If you're like most parents, you're thinking, "Well, retiring sure would have been nice. Guess I'll be dying at my desk, now." You might also be wondering, "Where the hell is all that money going?"

According to the USDA, parents spend 26 to 33 percent of that money on housing, a number that of course varies greatly depending on where you live. The total amount spent per year also differed greatly, with parents in the urban Northeast spending the most ($257,770) and those in the rural Midwest spending the least ($193,020).

More: 15 things you're probably doing that are wasting loads of money

After housing, parents spend the most on child care, education and food for their children.
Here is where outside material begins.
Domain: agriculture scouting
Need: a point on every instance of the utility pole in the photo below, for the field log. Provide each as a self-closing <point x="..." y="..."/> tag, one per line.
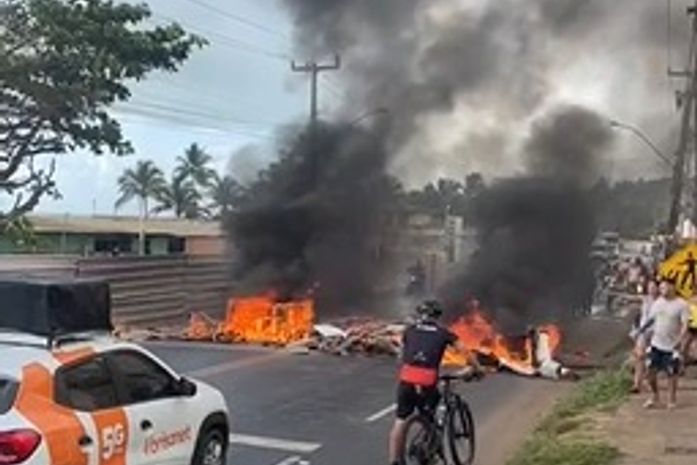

One statistic about the cost of child care was particularly interesting. In 1960, the cost of child care was only 2 percent of a family's child-rearing expenses, a number that has gone up to 16 percent, most likely due to the fact that most mothers don't stay home full time to raise children anymore.

The report also found that older children cost more than younger children by a difference of $13,900 to $12,680 a year. (If you think this is mostly due to the cost of feeding those growing monsters, you're right.) Another surprise was that families with more children spent less per child (24 percent) than those with fewer children (27 percent) due to factors like shared bedrooms, hand-me-downs and the magical world of Costco.

Keep adding to that savings account, folks — you're going to need it.